Trumpets sounded and he guessed that horsemen were charging from the entrances not attacked to go to the aid of the picket. Peering over the edge of the gully he saw the pairs of warriors still squatting along the slope and watching the last of their comrades die. He bundled the head up in his cloak, keeping his dagger low in his left hand, and set off towards them, walking down the slope, hoping that with his bare chest they would mistake him for one of their own.

A shriek of pure horror came from behind him. It sounded like a woman and he guessed that she had discovered the headless corpse of their leader. Pale faces turned to look back, hissing questions.

‘I don’t know,’ Ferox called. ‘What’s happening?’

He stopped. The warriors were getting up, coming up the slope.

‘Something is wrong,’ he said as the closest pair came towards him. Ferox dropped the torc, which rolled along the ground. ‘What’s that?’ he asked the nearest man.

The Briton followed the necklace, bending down to pick it up. His companion stared at the centurion.

‘Who are you?’ he asked and Ferox whipped up the knife and slashed across the man’s throat, dark blood jetting out over his pale skin. He swung the bundled head like a weapon on to the back of the bending warrior’s head and knocked him down.

Flavius Ferox ran. The time for hiding and caution was over and he sprinted down the slope towards the camp. Men shouted, but the Britons were still confused. The woman howled again and a man’s voice bellowed in anger, recognising the torc.

Ferox did not look back or slow, but drove himself to flee, wrapped head in one hand and knife in the other. Horsemen appeared ahead of him. ‘I’m Roman,’ he yelled in Latin. ‘I’m Roman!’ One of the riders came at him, raised his spear and threw. Ferox flung himself to the side, hitting the ground hard. ‘I’m a centurion, you stupid mongrel!’

The other rider held the man’s hand as he drew his sword. ‘I know him,’ he said. ‘He’s one of us.’ It was Crispinus, and his teeth looked white as he grinned. ‘Although the gods only know what he’s been up to! Deserting, eh?’

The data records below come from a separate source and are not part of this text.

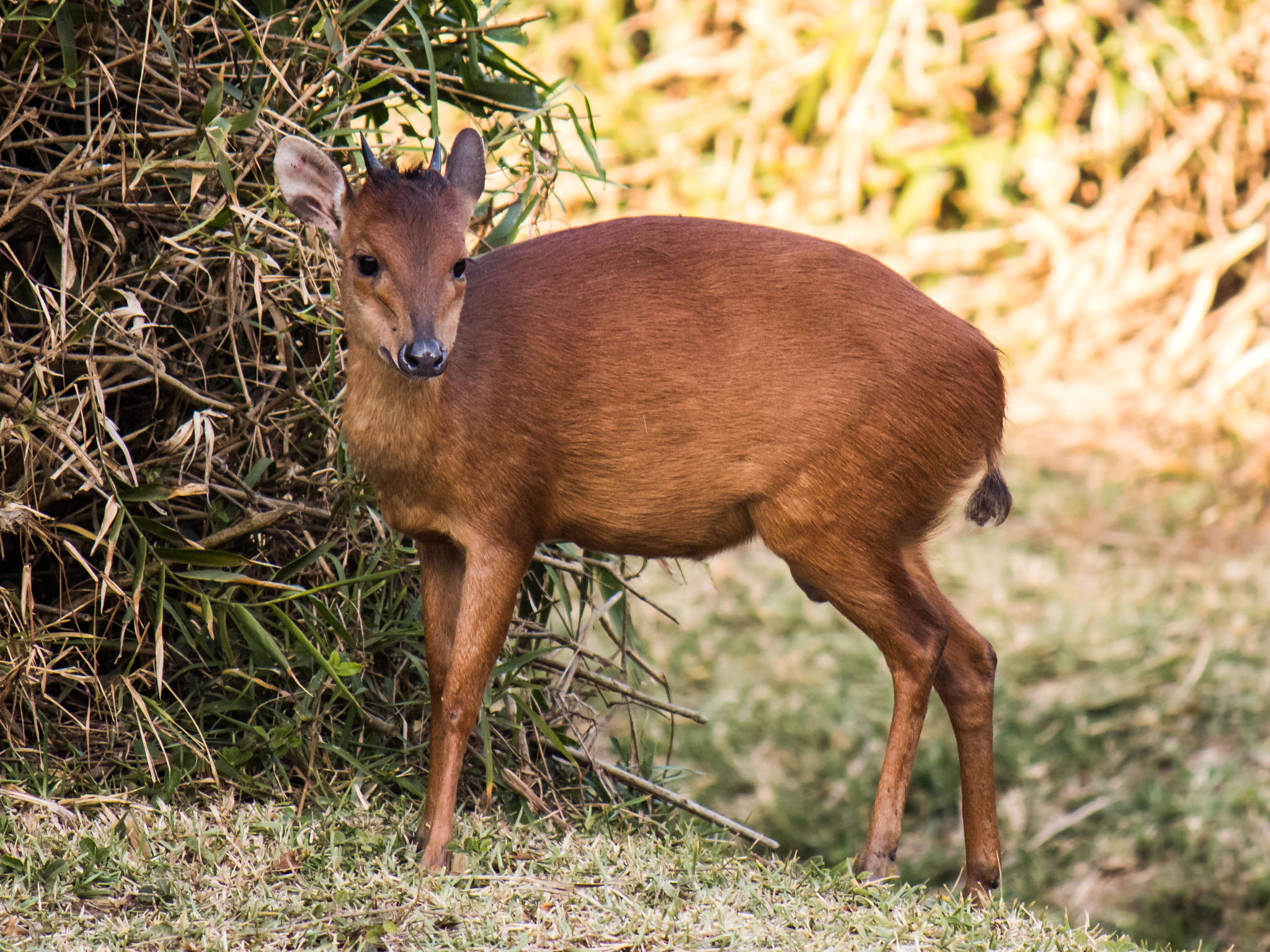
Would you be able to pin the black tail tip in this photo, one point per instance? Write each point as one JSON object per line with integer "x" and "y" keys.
{"x": 990, "y": 501}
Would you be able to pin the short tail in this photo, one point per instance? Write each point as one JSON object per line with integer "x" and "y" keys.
{"x": 991, "y": 500}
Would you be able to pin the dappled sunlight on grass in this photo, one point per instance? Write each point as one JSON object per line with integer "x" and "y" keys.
{"x": 1132, "y": 694}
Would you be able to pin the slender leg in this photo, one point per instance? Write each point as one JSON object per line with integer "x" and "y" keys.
{"x": 491, "y": 580}
{"x": 441, "y": 570}
{"x": 874, "y": 588}
{"x": 911, "y": 635}
{"x": 964, "y": 681}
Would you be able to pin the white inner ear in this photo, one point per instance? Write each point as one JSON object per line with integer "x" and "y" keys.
{"x": 313, "y": 186}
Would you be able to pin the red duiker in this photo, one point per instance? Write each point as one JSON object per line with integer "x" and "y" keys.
{"x": 662, "y": 387}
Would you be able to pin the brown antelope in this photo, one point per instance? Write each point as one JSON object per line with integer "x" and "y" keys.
{"x": 662, "y": 387}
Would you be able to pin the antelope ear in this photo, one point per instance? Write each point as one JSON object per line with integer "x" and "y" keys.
{"x": 314, "y": 187}
{"x": 466, "y": 167}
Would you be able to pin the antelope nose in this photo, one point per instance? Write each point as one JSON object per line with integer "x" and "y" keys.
{"x": 424, "y": 358}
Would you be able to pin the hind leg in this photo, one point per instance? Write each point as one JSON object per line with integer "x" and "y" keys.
{"x": 874, "y": 588}
{"x": 964, "y": 681}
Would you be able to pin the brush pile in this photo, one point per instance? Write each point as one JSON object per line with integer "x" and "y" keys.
{"x": 1086, "y": 180}
{"x": 195, "y": 586}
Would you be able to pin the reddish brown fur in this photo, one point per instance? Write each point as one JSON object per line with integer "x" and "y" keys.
{"x": 673, "y": 387}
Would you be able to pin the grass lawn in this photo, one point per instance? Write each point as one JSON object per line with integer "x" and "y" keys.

‘With all due respect, my lord,’ Ferox said, getting to his feet, ‘you should not be outside the ramparts during an attack. You are the commander of the whole column.’

‘Well, I am sure that is the voice of wisdom,’ he said. ‘The voice of something at any rate. Now would you care to tell the commander of the column just what in the name of all reason you have been doing?’

XI

‘I AM GUESSING that they want to fight this time,’ the tribune said, looking up at the masses of warriors on the spur above them, and the shields lining the rampart of an old fort. Hardly anyone lived up there these days, and the rampart was covered in grass and the ditch half filled with rubbish. Yet several hundred warriors had gathered there and it would not be easy to storm. Many more of the Selgovae formed a rough line across the saddle to the north of the fort, the warriors sitting or standing in loose masses. They had standards topped by bronze figures of gods or animals and men blasting out calls on their tall carnyxes, each trumpet’s mouth shaped like the head of a boar. The sound reminded Ferox of the ambush on the road. A picture of Sulpicia Lepidina came to mind and he shuddered at the thought of what they had planned to do to her.